Salvo che nei casi previsti dai numeri 2) 4) e 6) del primo comma dell’articolo 2484 non abbia già provveduto l’assemblea e salvo che l’atto costitutivo e lo statuto non dispongano diversamente in materia, gli amministratori, contestualmente alla causa di scioglimento, debbono convocare l’assemblea dei soci perchè deliberi con le maggioranze previste per le modificazioni dell’atto costitutivo e dello statuto su: a) il numero dei liquidatori e le regole di funzionamento del collegio in caso di pluralità di liquidatori; b) la nomina dei liquidatori, con l’indicazione di quelli di cui spetta la rappresentanza della società; c) i criteri in base ai quali deve svolgersi la liquidazione, i poteri dei liquidatori, con particolare riguardo alla cessazione dell’azienda sociale, di rami di essa, ovvero anche di singoli beni o diritti, o blocchi di essi; gli atti necessari per la conservazione del valore dell’impresa, ivi compreso il suo esercizio provvisorio, anche di singoli rami, in funzione del migliore realizzo.
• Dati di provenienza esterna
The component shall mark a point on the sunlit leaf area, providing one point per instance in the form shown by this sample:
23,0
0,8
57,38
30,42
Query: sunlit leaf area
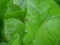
29,22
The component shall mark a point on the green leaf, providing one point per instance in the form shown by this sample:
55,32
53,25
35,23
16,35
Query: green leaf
14,31
3,7
38,13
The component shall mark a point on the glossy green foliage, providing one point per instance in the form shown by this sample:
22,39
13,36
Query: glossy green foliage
29,22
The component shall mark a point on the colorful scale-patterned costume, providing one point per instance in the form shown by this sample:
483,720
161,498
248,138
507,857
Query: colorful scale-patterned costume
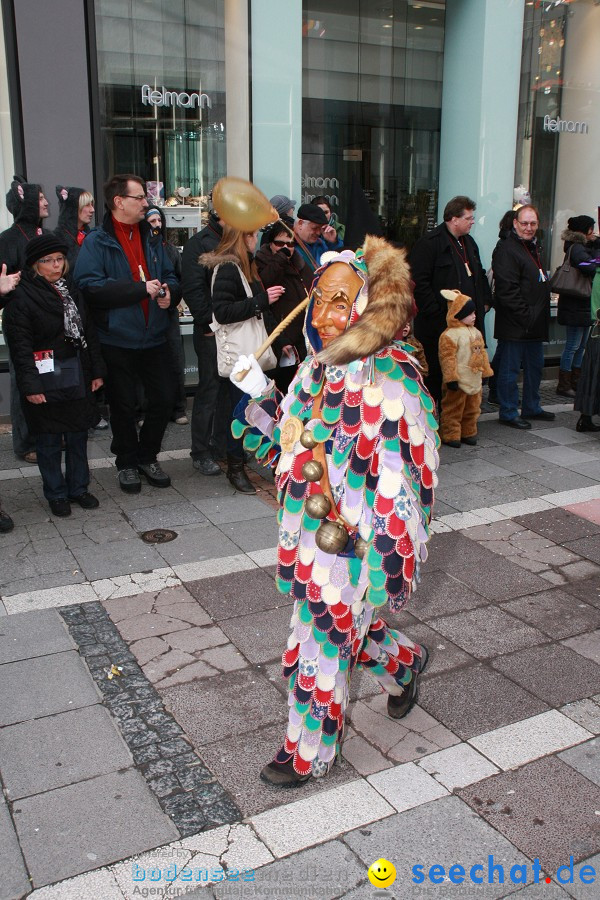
377,424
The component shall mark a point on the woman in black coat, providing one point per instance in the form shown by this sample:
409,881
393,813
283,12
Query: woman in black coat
7,285
230,304
574,312
58,364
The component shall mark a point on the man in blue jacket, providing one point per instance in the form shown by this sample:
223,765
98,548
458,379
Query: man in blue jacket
129,284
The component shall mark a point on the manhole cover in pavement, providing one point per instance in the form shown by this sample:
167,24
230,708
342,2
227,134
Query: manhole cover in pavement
158,536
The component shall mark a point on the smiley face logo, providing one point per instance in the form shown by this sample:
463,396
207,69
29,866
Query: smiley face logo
382,873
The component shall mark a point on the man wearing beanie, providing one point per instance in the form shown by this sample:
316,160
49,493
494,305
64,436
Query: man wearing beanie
464,363
316,234
573,312
129,284
283,205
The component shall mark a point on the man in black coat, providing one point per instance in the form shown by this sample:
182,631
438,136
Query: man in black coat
444,259
211,401
26,201
128,282
522,303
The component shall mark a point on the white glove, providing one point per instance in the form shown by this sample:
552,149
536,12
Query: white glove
255,382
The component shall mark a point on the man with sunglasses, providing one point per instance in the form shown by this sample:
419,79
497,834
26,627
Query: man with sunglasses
129,284
279,262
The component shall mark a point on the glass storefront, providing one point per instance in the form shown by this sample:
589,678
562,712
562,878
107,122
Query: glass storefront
371,111
161,77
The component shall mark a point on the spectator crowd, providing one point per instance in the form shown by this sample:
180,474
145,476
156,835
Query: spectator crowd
91,317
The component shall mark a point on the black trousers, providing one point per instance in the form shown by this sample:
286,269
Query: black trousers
124,367
211,412
433,381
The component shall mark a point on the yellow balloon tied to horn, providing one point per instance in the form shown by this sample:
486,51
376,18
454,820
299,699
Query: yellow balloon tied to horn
241,205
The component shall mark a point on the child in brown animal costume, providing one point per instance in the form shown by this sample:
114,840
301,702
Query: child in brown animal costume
464,364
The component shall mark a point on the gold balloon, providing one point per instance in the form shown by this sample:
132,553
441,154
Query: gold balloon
240,204
318,506
312,470
307,439
331,537
360,547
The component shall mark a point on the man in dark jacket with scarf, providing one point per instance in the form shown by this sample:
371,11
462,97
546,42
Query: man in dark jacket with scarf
155,218
210,417
522,303
444,259
26,201
129,284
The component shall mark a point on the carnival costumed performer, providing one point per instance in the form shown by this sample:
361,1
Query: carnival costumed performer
355,444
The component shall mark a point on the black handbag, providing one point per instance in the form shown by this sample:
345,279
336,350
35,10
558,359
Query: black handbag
567,279
66,382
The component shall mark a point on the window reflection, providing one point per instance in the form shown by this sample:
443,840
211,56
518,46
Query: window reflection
372,91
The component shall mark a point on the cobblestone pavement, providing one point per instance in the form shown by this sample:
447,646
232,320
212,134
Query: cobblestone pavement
140,692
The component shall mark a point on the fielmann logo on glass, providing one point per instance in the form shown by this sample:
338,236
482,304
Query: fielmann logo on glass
481,874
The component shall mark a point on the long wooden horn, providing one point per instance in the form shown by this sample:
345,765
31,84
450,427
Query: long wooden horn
275,334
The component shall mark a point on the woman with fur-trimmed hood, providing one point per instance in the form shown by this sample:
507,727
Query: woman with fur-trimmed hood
574,312
354,447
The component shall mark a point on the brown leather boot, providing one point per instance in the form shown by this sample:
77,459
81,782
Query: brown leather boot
563,388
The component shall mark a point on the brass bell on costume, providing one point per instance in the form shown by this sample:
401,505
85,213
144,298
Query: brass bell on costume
331,537
360,547
307,439
318,506
312,470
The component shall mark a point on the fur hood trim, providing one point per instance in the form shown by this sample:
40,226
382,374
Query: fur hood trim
388,309
456,301
574,237
212,260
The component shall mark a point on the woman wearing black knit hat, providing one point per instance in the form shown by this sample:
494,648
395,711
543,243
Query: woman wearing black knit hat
574,312
58,364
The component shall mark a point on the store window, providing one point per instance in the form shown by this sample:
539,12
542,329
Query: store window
372,92
559,116
162,102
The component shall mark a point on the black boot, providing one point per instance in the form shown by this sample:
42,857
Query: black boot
564,388
584,423
237,476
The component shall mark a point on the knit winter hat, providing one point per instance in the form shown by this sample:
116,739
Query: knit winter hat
312,213
467,309
581,223
41,245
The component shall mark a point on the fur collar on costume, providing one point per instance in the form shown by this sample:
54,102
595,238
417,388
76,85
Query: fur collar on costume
377,316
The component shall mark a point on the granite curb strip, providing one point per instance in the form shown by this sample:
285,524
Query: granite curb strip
185,788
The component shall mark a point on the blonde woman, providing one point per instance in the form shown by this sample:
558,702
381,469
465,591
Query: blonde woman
234,258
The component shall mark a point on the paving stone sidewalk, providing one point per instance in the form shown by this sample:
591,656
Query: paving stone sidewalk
105,779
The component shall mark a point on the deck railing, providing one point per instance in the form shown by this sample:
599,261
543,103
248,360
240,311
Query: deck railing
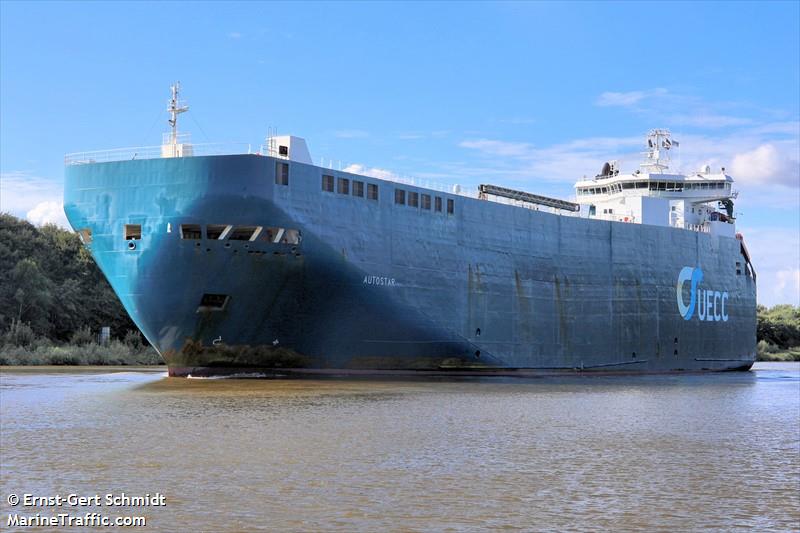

Se gli amministatori omettono la convocazione di cui al comma precedente, il tribunale vi provvede su istanza dei singoli soci o amministratori, ovvero dei sindaci e nel caso in cui l’assemblea non si costituisca o non deliberi, adotta con decreto le decisoni ivi previste. L’assemblea può sempre modificare, con le maggioranze richieste per le modificazioni dell’atto costitutivo o dello statuto, le deliberazioni di cui al primo comma. I liquidatori possono essere revocati dall’assemblea o, quando sussiste una giusta causa, dal tribunale su istanza di soci, dei sindaci o del pubblico ministero.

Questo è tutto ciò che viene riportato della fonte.